Entre contrôle et autonomie
Toutefois, en accordant plus d’autonomie aux salariés, le télétravail a bouleversé le management traditionnel, marqué par le présentéisme. Du moins a-t-il considérablement fait évoluer la pratique. Les managers doivent désormais s’adapter à ce qui est devenu la norme : la présence partielle, intermittente et éparpillée de leurs collaborateurs. Quand le bureau ne rassemble plus physiquement, lorsque le contact humain se fait en partie à travers la machine, il faut réussir à « faire équipe » à distance.
Et les débats sur le travail hybride n’ont pas fini de questionner la productivité, les performances et l’engagement des salariés, comme le soulignait l’Apec (Association pour l’emploi des cadres) en 2022 : « Le développement du travail hybride a mis les managers en difficulté en brouillant leurs repères et la visibilité dont ils disposent sur l’activité de leur équipe. » L’Apec dénombrait plus des deux tiers des managers qui comptent au moins une personne en télétravail régulier au sein de leur équipe, « une difficulté pour 61 % des cadres managers, et qui augmente avec la taille de l’équipe ».
En réponse aux fortes attentes de flexibilité, « le télétravail a mis au premier plan le partage du sens et la capacité de délégation des managers », déclarait pour sa part l’ANDRH, affirmant dans une enquête : « La transformation de ce rôle sera clé pour le futur du travail et constitue un chantier prioritaire. »
Du métatravail pour les managers
Les managers subissent aussi la surcharge de travail due à la gestion même du télétravail, qui peut s’avérer particulièrement chronophage. De fait, quand les interactions passent essentiellement par les échanges numériques, s’ensuit une forme de « bureaucratisation » du travail qui consiste à caler des rendez-vous, fixer des créneaux dans les agendas pour réussir à se parler et systématiser les remontées d’information. L’INRS dénonce même une perte de sens progressive du métier puisque les fonctions managériales sont remplacées par de la technique (prescrire, rendre compte…). Les managers doivent également gérer les tensions générées par le télétravail lorsqu’il augmente le clivage entre les salariés qui y sont éligibles et les autres. « Dans certaines équipes, des compensations informelles ont été proposées pour les salariés qui ne pouvaient pas télétravailler : priorité lors de la prise de congés, jours réparateurs ou moment à eux, etc. », constate l’Apec.
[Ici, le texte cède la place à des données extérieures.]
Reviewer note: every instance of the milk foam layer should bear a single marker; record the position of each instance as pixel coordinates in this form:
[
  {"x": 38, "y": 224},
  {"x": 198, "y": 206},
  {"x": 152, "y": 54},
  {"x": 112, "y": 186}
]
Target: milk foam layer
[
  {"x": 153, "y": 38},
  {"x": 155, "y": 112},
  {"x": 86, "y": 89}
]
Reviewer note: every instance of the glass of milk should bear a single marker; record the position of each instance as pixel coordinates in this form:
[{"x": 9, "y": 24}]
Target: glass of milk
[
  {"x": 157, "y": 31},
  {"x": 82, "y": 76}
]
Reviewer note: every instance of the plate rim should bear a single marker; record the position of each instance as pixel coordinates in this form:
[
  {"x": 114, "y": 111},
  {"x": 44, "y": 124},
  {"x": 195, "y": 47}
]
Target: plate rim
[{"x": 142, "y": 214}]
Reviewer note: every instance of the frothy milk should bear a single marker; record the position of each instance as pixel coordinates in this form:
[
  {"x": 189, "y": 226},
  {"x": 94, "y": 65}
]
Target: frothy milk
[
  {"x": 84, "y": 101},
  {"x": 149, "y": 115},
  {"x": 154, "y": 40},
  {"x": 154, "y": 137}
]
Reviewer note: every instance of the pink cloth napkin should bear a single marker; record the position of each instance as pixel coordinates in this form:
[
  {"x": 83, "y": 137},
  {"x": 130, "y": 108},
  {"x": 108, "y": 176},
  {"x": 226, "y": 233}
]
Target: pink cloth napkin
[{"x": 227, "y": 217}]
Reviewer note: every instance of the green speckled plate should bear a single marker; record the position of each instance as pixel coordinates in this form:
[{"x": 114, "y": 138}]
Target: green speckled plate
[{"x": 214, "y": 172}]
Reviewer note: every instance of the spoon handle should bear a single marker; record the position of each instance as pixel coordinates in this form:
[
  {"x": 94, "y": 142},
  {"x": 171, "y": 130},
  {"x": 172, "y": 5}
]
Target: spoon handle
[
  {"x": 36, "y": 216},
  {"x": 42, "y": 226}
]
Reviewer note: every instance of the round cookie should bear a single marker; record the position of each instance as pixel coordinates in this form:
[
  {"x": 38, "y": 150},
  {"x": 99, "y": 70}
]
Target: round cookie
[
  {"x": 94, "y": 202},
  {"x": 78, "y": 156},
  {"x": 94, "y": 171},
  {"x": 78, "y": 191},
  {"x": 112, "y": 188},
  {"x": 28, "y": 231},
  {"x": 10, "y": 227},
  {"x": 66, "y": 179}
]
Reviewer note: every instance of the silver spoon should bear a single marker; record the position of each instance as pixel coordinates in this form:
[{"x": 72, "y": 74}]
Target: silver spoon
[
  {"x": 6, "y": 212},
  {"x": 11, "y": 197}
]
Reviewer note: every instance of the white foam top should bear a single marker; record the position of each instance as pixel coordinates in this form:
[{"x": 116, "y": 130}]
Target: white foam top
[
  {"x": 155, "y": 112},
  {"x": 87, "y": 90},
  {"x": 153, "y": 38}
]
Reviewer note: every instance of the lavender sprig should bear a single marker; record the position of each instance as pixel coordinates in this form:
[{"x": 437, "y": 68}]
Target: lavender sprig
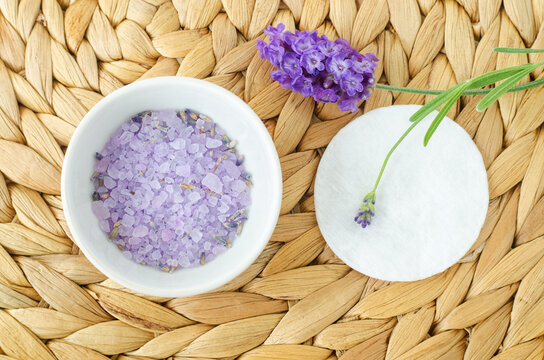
[
  {"x": 367, "y": 211},
  {"x": 447, "y": 99},
  {"x": 312, "y": 65}
]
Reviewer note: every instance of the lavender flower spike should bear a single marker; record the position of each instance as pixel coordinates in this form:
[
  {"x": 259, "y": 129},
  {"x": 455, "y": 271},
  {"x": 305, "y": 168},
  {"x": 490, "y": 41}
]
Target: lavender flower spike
[
  {"x": 329, "y": 71},
  {"x": 366, "y": 211}
]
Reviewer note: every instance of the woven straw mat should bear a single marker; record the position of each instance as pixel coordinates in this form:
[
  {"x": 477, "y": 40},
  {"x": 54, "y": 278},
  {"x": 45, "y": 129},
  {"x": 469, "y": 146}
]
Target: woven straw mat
[{"x": 298, "y": 301}]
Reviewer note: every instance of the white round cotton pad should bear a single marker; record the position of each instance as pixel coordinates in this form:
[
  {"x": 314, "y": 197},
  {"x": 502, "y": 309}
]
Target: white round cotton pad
[{"x": 430, "y": 205}]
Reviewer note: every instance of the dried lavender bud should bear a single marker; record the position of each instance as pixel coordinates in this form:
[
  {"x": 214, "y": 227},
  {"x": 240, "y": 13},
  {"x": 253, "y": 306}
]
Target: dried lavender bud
[
  {"x": 367, "y": 211},
  {"x": 167, "y": 186}
]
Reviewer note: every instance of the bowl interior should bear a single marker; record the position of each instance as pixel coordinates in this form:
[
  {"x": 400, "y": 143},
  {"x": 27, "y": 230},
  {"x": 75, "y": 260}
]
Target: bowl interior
[{"x": 240, "y": 123}]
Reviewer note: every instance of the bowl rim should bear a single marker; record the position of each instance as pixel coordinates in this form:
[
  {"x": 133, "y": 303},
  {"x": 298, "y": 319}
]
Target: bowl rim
[{"x": 223, "y": 278}]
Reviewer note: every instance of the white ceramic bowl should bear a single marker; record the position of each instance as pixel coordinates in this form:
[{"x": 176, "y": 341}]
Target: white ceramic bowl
[{"x": 240, "y": 123}]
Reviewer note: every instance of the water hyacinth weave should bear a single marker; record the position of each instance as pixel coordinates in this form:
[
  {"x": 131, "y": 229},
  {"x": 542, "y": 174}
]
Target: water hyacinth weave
[{"x": 170, "y": 189}]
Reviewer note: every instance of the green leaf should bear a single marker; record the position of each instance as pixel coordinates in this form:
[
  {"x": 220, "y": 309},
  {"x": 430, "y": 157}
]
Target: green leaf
[
  {"x": 504, "y": 87},
  {"x": 517, "y": 50},
  {"x": 435, "y": 103},
  {"x": 442, "y": 113}
]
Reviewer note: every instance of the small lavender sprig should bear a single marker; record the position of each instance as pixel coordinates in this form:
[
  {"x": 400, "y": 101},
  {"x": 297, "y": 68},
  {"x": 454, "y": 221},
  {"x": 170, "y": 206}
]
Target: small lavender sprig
[{"x": 312, "y": 65}]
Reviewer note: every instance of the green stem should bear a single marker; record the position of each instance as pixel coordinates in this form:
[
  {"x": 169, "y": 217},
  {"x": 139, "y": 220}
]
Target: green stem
[
  {"x": 466, "y": 92},
  {"x": 414, "y": 124}
]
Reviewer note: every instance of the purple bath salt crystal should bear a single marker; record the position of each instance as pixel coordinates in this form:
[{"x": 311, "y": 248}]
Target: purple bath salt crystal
[
  {"x": 100, "y": 210},
  {"x": 212, "y": 182},
  {"x": 213, "y": 143},
  {"x": 169, "y": 189}
]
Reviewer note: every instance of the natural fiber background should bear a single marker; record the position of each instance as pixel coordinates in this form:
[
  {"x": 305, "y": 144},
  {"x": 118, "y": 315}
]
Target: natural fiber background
[{"x": 297, "y": 301}]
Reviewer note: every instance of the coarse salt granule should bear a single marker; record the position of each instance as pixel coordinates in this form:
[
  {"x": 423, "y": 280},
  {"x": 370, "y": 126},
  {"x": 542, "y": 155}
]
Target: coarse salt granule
[{"x": 170, "y": 189}]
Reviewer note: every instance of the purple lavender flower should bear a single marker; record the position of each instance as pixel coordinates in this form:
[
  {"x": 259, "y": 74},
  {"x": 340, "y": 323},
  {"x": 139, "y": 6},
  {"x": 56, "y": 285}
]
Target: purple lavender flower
[
  {"x": 303, "y": 43},
  {"x": 282, "y": 77},
  {"x": 338, "y": 65},
  {"x": 352, "y": 83},
  {"x": 291, "y": 65},
  {"x": 367, "y": 211},
  {"x": 326, "y": 95},
  {"x": 303, "y": 85},
  {"x": 329, "y": 71}
]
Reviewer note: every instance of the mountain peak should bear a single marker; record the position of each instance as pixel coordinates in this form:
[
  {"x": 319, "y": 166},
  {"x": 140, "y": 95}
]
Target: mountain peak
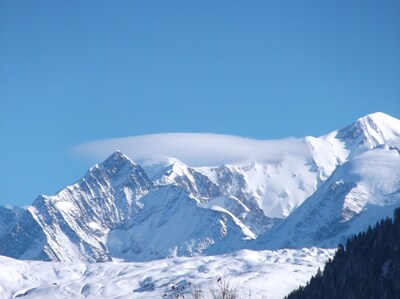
[
  {"x": 117, "y": 158},
  {"x": 372, "y": 130}
]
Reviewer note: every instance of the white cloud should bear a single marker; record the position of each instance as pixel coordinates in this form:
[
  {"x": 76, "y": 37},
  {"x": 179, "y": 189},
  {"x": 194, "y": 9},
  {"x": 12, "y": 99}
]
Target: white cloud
[{"x": 195, "y": 149}]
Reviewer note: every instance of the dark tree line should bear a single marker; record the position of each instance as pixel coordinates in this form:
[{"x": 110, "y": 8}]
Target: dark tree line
[{"x": 367, "y": 267}]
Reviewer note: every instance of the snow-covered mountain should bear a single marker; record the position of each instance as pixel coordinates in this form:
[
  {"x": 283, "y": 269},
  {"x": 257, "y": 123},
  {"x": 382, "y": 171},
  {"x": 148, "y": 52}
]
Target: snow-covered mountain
[
  {"x": 263, "y": 274},
  {"x": 360, "y": 192},
  {"x": 315, "y": 191}
]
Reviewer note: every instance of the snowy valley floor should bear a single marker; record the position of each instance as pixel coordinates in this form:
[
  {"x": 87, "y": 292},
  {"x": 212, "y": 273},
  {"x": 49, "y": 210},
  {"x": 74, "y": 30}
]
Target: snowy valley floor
[{"x": 263, "y": 274}]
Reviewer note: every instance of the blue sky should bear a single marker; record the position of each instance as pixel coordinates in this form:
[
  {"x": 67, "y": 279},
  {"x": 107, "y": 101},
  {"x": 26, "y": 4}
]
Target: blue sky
[{"x": 76, "y": 71}]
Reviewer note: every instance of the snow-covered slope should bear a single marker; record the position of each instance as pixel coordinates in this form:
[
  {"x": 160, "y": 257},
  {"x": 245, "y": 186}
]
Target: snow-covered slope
[
  {"x": 72, "y": 224},
  {"x": 360, "y": 192},
  {"x": 164, "y": 208},
  {"x": 263, "y": 274},
  {"x": 173, "y": 223}
]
En vue de corriger cette fracture entre cols bleus et cols blancs, l’accord national interprofessionnel de novembre 2020, « pour une mise en œuvre réussie du télétravail », préconisait de regarder dans le détail les tâches télétravaillables et non les postes, afin que plus de salariés puissent bénéficier du dispositif, au moins certains jours dans l’année.
Les cadres managers sont également confrontés aux risques psychosociaux liés à la pratique du télétravail. Favoriser la motivation, résoudre les conflits à distance et accompagner leurs équipes vers l’autonomie… dans le fond, le problème vient-il de la distance physique ou de techniques de management à revoir ? Le télétravail n’est-il pas l’occasion de réinterroger et moderniser des pratiques managériales qui sont souvent le parent pauvre de la gestion des entreprises ? « Il n’existe pas de formule gagnante, il faut être attentif, ne pas sursolliciter les personnes présentes et avoir le réflexe de manager à distance les autres », affirme Alexis Berthel. Reste que, malgré les problèmes aujourd’hui bien connus et identifiés du management hybride, trop peu d’entreprises proposent des formations sur le sujet.